Volvo on Wednesday officially introduced its first fully electric vehicle as it moves toward phasing out models powered solely by internal combustion engines.
The debut of the XC40 Recharge followed the announcement that the automaker also plans to slash its vehicles’ carbon impact by nearly half over the next five years.
The electric version of the XC40 compact SUV is the first of numerous electric models under the Recharge brand. Volvo previously pledged that every newly introduced vehicle would be available as an electric model, and said it hopes those electric cars account for half of its global sales by 2025.
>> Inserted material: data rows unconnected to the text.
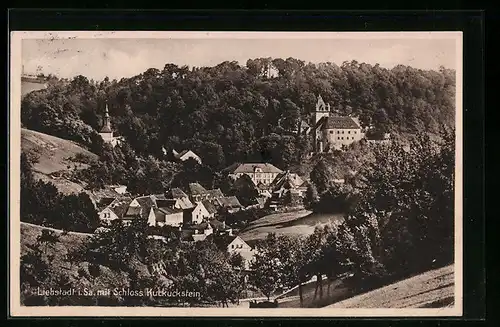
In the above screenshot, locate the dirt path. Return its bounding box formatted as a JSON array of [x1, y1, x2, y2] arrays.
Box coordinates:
[[21, 221, 94, 236]]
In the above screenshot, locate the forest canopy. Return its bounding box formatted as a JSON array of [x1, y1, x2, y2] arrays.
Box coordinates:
[[21, 58, 455, 169]]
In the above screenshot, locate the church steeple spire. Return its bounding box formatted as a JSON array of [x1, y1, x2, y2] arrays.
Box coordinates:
[[101, 102, 112, 133]]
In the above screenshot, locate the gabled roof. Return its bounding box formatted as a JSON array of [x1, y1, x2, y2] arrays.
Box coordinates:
[[207, 188, 224, 199], [318, 116, 361, 129], [108, 197, 132, 218], [158, 208, 182, 215], [257, 182, 269, 190], [257, 197, 267, 206], [217, 196, 242, 208], [151, 193, 167, 201], [122, 206, 142, 219], [96, 197, 116, 211], [201, 200, 217, 214], [232, 163, 282, 174], [209, 219, 231, 231], [135, 195, 156, 209], [99, 124, 113, 133], [189, 183, 207, 195], [213, 235, 238, 251], [165, 187, 187, 199], [175, 150, 194, 159], [270, 171, 303, 191], [188, 221, 213, 230], [156, 199, 179, 208]]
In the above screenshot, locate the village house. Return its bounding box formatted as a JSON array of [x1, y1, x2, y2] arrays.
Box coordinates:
[[257, 183, 271, 198], [184, 202, 214, 224], [172, 150, 201, 165], [225, 163, 283, 185], [152, 207, 184, 228], [268, 171, 308, 207], [209, 219, 233, 236], [215, 196, 243, 213], [99, 103, 123, 147], [97, 198, 132, 225], [201, 200, 217, 219], [165, 187, 194, 209], [214, 235, 255, 270], [91, 185, 129, 205], [189, 183, 224, 202], [312, 95, 364, 152]]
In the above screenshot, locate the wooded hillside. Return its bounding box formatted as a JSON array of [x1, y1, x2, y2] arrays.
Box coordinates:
[[22, 58, 455, 172]]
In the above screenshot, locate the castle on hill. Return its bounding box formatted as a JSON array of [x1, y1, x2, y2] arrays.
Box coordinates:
[[99, 103, 122, 147], [311, 95, 364, 152]]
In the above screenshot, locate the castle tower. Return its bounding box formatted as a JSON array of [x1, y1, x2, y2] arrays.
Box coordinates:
[[99, 103, 116, 146], [314, 95, 330, 126]]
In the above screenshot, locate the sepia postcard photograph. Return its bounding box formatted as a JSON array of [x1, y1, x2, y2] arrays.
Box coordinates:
[[9, 31, 463, 317]]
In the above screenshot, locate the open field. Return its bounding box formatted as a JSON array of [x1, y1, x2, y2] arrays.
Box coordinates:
[[21, 80, 47, 97], [21, 128, 97, 175], [21, 128, 97, 194], [326, 265, 454, 308], [239, 210, 342, 243]]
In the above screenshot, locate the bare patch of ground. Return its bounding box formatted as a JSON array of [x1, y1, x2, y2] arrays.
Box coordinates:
[[326, 265, 455, 308]]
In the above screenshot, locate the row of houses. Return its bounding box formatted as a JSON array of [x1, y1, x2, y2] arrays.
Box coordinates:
[[96, 183, 243, 227]]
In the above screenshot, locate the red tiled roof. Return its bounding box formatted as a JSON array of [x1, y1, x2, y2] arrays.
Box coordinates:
[[233, 163, 282, 174], [201, 200, 217, 214], [318, 116, 361, 129], [167, 187, 187, 199], [189, 183, 207, 195]]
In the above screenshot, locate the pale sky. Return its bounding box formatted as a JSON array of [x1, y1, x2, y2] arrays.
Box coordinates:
[[21, 32, 457, 80]]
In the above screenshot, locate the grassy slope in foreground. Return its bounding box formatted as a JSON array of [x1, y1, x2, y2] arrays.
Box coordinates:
[[239, 210, 342, 243], [20, 223, 147, 304], [21, 128, 97, 194], [325, 265, 455, 309]]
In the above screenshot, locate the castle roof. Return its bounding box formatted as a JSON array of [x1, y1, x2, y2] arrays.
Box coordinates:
[[232, 163, 282, 174], [316, 116, 361, 129], [100, 125, 113, 133]]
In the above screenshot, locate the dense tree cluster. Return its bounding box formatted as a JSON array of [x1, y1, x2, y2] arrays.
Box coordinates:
[[22, 58, 455, 170], [249, 130, 455, 304]]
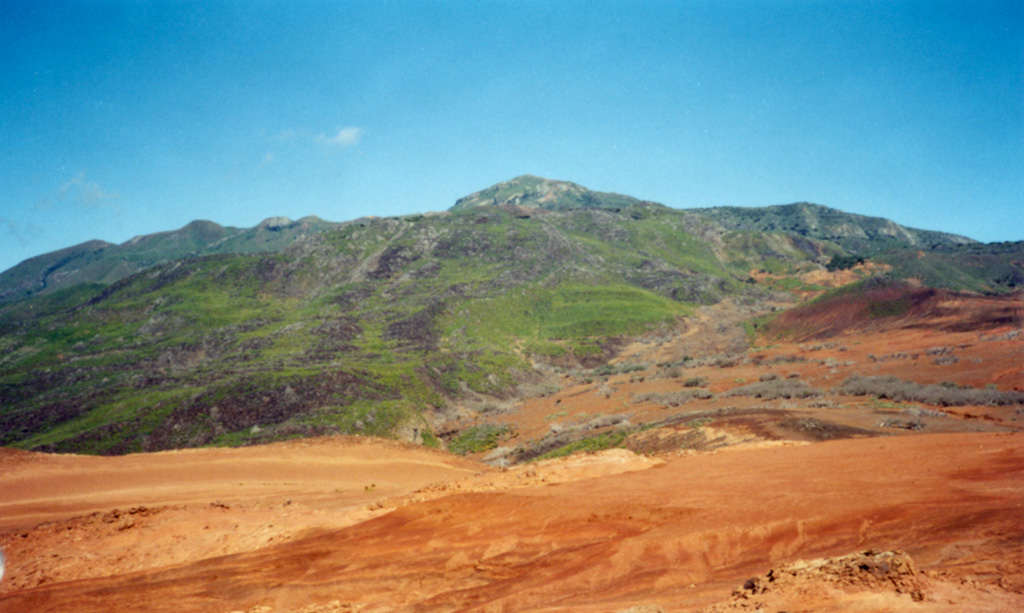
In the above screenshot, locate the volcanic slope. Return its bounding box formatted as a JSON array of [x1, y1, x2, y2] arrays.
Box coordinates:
[[0, 282, 1024, 613], [0, 177, 1024, 454]]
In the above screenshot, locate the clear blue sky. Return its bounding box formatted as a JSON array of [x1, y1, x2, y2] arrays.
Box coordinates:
[[0, 0, 1024, 269]]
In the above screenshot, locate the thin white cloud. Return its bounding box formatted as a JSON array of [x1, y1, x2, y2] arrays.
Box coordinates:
[[0, 217, 29, 247], [56, 171, 121, 209], [276, 130, 299, 141], [314, 126, 362, 148]]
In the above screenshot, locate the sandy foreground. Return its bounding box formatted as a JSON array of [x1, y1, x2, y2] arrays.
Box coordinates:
[[0, 433, 1024, 613]]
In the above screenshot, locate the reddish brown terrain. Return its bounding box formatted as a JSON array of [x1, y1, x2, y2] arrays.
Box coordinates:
[[0, 292, 1024, 613]]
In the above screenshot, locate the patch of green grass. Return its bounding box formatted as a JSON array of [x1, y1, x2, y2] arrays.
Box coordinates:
[[538, 430, 629, 459], [449, 424, 512, 455]]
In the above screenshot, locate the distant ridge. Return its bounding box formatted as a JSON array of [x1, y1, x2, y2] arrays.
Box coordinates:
[[0, 175, 991, 303], [0, 216, 336, 302], [451, 175, 641, 212], [693, 203, 977, 255]]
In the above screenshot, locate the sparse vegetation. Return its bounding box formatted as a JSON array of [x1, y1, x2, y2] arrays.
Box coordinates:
[[840, 376, 1024, 406], [723, 378, 821, 400], [447, 424, 512, 455]]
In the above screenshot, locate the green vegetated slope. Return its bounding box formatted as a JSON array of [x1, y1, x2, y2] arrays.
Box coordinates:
[[0, 217, 336, 303], [0, 177, 1016, 453]]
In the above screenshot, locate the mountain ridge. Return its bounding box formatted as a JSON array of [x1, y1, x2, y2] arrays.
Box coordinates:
[[0, 175, 977, 303], [0, 176, 1024, 457]]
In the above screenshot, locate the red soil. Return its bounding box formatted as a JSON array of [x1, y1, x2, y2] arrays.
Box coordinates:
[[0, 294, 1024, 613], [0, 434, 1024, 611]]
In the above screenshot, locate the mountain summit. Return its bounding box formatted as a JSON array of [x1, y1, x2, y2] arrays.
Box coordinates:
[[451, 175, 640, 212]]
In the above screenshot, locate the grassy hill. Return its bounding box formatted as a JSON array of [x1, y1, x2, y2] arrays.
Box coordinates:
[[0, 177, 1021, 453]]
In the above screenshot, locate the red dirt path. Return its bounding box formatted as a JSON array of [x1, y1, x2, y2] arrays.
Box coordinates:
[[0, 433, 1024, 612]]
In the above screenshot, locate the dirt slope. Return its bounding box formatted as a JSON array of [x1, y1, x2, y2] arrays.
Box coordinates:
[[0, 433, 1024, 612]]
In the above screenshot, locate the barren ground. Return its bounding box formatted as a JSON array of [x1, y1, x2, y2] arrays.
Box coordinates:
[[0, 290, 1024, 613]]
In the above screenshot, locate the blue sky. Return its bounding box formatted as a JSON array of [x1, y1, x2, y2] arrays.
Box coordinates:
[[0, 0, 1024, 269]]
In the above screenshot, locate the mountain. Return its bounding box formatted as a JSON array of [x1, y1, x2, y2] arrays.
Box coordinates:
[[0, 177, 1024, 453], [0, 216, 333, 303], [451, 175, 640, 212], [697, 203, 977, 255]]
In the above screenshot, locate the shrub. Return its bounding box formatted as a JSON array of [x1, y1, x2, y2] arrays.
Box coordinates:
[[725, 379, 821, 400], [840, 376, 1024, 406], [633, 389, 715, 406], [449, 424, 512, 455]]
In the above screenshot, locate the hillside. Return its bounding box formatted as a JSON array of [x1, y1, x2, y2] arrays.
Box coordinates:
[[0, 177, 1022, 459], [0, 217, 334, 304]]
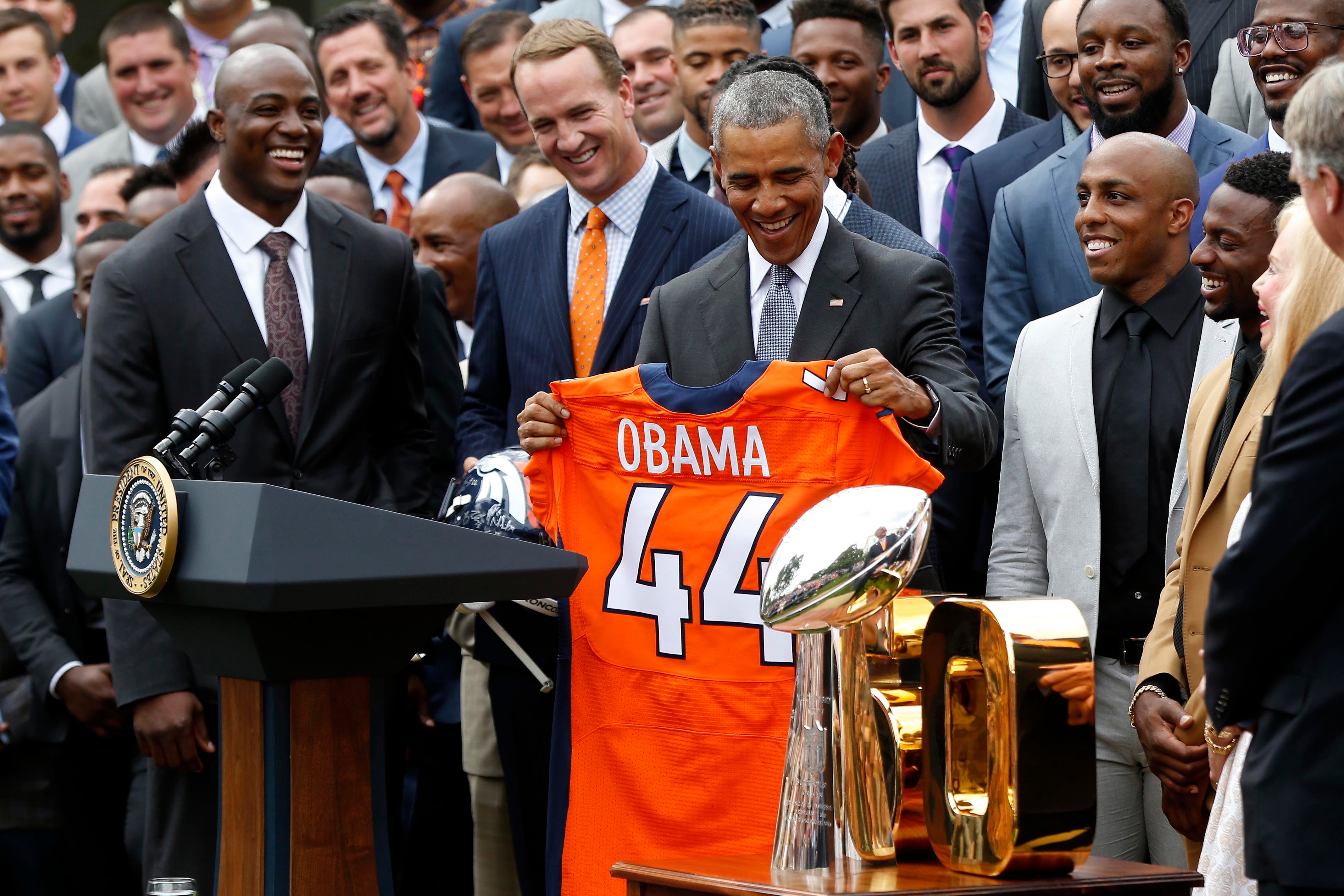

The newly introduced vehicle, officials said, can travel nearly 250 miles on a single charge with 408 horsepower. Its battery can charge to 80 percent of capacity in 40 minutes on a fast-charging system.
“For Volvo Cars, the future is electric,” Volvo President and CEO Hakan Samuelsson said in a statement. “Today, we take a major new step in that direction.”
The Swedish company, a subsidiary of Chinese automaker Geely, also announced Wednesday that it will aim to reduce the lifetime carbon footprint of its cars by 40% from 2018 to 2025. That goal will require the company to meet its electric sales threshold by 2025, which would cut tailpipe emissions per car in half.
Volvo also hopes to run carbon-neutral manufacturing operations, cut its supply chain emissions by 25% and reach a 25% share of recycled plastics in its vehicles by 2025.
Officials said the details released this week mark a first step toward Volvo’s goal of overall climate neutrality by 2040.
“We are transforming our company through concrete actions, not symbolic pledges,” Samuelsson said.